Assuming you are using geodataflow.spatial (GDAL/OGR) as active backend implementation, GeodataFlow can run workflows as the following:

  • Converting a Shapefile to GeoPackage:

    # ==============================================================
    # Pipeline sample to convert a Shapefile to GeoPackage.
    # ==============================================================
    {
      "pipeline": [
        {
          "type": "FeatureReader",
          "connectionString": "input.shp"
        },
        # Extract the Centroid of input geometries.
        {
          "type": "GeometryCentroid"
        },
        # Transform CRS of geometries.
        {
          "type": "GeometryTransform",
          "sourceCrs": 4326,
          "targetCrs": 32630
        },
        # Save features to Geopackage.
        {
          "type": "FeatureWriter",
          "connectionString": "output.gpkg"
        }
      ]
    }
    
  • Fetching metadata of a S2L2A Product (STAC):

    # ==============================================================
    # Pipeline sample to fetch metadata of a S2L2A Product (STAC).
    # ==============================================================
    {
      "pipeline": [
        {
          "type": "FeatureReader",
    
          # Define the input AOI in an embedded GeoJson.
          "connectionString": {
            "type": "FeatureCollection",
            "crs": {
              "type": "name",
              "properties": { "name": "EPSG:4326" }
            },
            "features": [
              {
                "type": "Feature",
                "properties": { "id": 0, "name": "My AOI for testing" },
                "geometry": {
                  "type": "Polygon",
                  "coordinates": [[
                      [-1.746826,42.773227],
                      [-1.746826,42.860866],
                      [-1.558685,42.860866],
                      [-1.558685,42.773227],
                      [-1.746826,42.773227]
                  ]]
                }
              }
            ]
          }
        },
        # Transform CRS of geometries.
        {
          "type": "GeometryTransform",
          "sourceCrs": 4326,
          "targetCrs": 32630
        },
        # Fetch metadata of EO Products that match one SpatioTemporial criteria.
        {
          "type": "EOProductCatalog",
    
          "driver": "STAC",
          "provider": "https://earth-search.aws.element84.com/v0/search",
          "product": "sentinel-s2-l2a-cogs",
    
          "startDate": "2021-09-25",
          "endDate": "2021-10-05",
          "closestToDate": "2021-09-30",
          "filter": "",
    
          "preserveInputCrs": true
        },
        # Save features to Geopackage.
        {
          "type": "FeatureWriter",
          "connectionString": "output.gpkg"
        }
      ]
    }
    

Installation

Because GeodataFlow is composed by several namespace packages, some of them are optional (e.g. Backend implementations). You will need to install the ones you want by adding them as an extra to the command-line that runs the installer.

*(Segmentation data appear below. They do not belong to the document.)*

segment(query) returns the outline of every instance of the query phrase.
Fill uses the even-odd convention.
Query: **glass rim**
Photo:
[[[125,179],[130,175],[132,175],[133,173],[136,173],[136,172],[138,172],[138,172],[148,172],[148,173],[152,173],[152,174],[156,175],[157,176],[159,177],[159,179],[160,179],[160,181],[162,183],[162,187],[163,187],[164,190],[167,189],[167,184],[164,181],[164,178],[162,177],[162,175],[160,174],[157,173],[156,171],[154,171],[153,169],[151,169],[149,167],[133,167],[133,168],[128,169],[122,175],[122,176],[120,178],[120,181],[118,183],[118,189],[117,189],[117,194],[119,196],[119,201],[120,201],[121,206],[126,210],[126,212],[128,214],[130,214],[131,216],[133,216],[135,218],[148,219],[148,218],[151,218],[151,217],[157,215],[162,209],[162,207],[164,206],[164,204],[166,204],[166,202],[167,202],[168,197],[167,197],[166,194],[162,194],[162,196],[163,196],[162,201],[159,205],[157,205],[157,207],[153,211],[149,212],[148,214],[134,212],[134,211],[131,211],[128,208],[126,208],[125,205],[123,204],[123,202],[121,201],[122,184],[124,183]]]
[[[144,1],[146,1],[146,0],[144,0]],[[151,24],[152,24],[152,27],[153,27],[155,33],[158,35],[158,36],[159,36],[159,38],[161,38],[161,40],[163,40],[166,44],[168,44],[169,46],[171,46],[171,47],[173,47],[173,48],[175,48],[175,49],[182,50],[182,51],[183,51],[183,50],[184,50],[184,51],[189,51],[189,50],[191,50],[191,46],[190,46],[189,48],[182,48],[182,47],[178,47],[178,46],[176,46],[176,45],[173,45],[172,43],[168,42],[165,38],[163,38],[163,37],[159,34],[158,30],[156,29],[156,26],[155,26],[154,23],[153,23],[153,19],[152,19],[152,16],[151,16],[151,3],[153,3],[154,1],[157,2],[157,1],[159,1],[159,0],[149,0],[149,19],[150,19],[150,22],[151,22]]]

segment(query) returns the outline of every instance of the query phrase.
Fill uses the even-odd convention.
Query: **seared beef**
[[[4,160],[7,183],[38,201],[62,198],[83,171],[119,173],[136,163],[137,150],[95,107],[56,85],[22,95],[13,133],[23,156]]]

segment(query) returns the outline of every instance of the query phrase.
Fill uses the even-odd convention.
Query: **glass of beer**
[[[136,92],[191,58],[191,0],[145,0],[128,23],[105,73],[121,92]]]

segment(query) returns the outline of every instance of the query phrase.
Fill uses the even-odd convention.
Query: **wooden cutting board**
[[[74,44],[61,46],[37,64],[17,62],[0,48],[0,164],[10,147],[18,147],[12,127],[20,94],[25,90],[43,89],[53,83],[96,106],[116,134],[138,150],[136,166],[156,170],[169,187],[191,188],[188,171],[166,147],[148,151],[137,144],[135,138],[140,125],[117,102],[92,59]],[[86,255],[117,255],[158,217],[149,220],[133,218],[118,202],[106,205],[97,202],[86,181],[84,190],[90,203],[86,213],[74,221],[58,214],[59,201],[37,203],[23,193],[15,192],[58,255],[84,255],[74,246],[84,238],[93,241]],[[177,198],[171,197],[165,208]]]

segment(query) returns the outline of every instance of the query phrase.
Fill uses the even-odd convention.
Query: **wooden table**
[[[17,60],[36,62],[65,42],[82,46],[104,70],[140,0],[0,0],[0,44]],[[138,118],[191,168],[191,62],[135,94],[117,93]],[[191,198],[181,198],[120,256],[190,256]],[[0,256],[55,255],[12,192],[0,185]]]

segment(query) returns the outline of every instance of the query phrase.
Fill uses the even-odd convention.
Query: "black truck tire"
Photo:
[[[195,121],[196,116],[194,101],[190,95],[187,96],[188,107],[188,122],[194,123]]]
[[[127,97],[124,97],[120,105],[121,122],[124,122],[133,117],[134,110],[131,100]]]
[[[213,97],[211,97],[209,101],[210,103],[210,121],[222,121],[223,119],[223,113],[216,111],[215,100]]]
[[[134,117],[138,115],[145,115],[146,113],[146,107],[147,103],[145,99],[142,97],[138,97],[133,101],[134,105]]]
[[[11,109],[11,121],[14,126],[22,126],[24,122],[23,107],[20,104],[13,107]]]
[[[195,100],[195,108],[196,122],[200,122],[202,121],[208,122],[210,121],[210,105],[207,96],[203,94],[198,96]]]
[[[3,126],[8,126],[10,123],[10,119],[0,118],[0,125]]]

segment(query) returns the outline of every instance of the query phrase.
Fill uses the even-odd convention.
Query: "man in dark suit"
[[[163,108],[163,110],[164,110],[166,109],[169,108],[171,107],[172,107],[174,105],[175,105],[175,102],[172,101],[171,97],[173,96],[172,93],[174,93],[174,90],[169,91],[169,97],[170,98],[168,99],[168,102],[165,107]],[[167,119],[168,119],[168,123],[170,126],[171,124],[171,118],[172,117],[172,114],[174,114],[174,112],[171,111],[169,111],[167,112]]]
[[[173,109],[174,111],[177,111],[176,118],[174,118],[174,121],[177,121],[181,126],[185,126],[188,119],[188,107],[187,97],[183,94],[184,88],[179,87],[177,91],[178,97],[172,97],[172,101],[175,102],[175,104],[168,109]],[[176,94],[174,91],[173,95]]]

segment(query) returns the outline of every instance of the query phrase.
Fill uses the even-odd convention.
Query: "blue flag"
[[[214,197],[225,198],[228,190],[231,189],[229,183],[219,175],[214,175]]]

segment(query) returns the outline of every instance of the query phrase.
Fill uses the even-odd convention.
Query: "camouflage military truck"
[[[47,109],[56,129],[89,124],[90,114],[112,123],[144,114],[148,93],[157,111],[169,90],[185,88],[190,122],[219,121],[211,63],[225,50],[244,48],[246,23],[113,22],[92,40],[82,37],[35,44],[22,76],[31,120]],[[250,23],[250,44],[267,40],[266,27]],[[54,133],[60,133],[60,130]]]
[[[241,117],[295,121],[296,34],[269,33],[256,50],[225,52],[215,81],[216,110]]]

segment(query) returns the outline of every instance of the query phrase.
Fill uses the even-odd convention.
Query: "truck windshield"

In order to read and write Cloud Optimized Geotiffs (COG), GDAL version 3.1 or greater is required. If your system GDAL is older than version 3.1, consider using Docker or Conda to get a modern GDAL.

Using pypi

To install the latest stable version from pypi, write this in the command-line:

> pip install geodataflow[api,dataframes,eodag,gee]

The geodataflow package installs geodataflow.core and geodataflow.spatial ones by default. You can use namespace package installers as well (e.g. api), they have the same effect than the generic one.

Optional extras for Backends:

  • eodag

    EODAG - Earth Observation Data Access Gateway is a Python package for searching and downloading remotely sensed images while offering an unified API for data access regardless of the data provider.

  • gee

    GEE - Google Earth Engine API is a geospatial processing service. With Earth Engine, you can perform geospatial processing at scale, powered by Google Cloud Platform. GEE requires authentication, please, read available documentation here.

To view all available CLI tool commands and options:

> geodataflow --help

Listing all available modules:

> geodataflow --modules

Run a workflow in the command-line interface:

> geodataflow --pipeline_file "/geodataflow/spatial/tests/data/test_eo_stac_catalog.json"

Using docker-compose

docker-compose.yml builds images and starts GeodataFlow API and Workbench components to easily run Workflows with GeodataFlow.

PACKAGE_WITH_GEODATAFLOW_PIPELINE_CONTEXT in the yml file indicates the backend implementation to load. The default value is geodataflow.spatial. If you prefer to use another backend, please, change it before starting.

Write in the command-line from the root folder of the project:

> docker-compose up

Then, type in your favorite Web Browser:

To remove all resources:

> docker-compose down --rmi all -v --remove-orphans

Testing

Each package provides a collection of tests, run tests on tests folders to validate them.

Contribute

Have you spotted a typo in our documentation? Have you observed a bug while running GeodataFlow? Do you have a suggestion for a new feature?

Don't hesitate and open an issue or submit a pull request, contributions are most welcome!

License

GeodataFlow is licensed under Apache License v2.0. See LICENSE file for details.

Credits

GeodataFlow is built on top of amazingly useful open source projects. See NOTICE file for details about those projects and their licenses.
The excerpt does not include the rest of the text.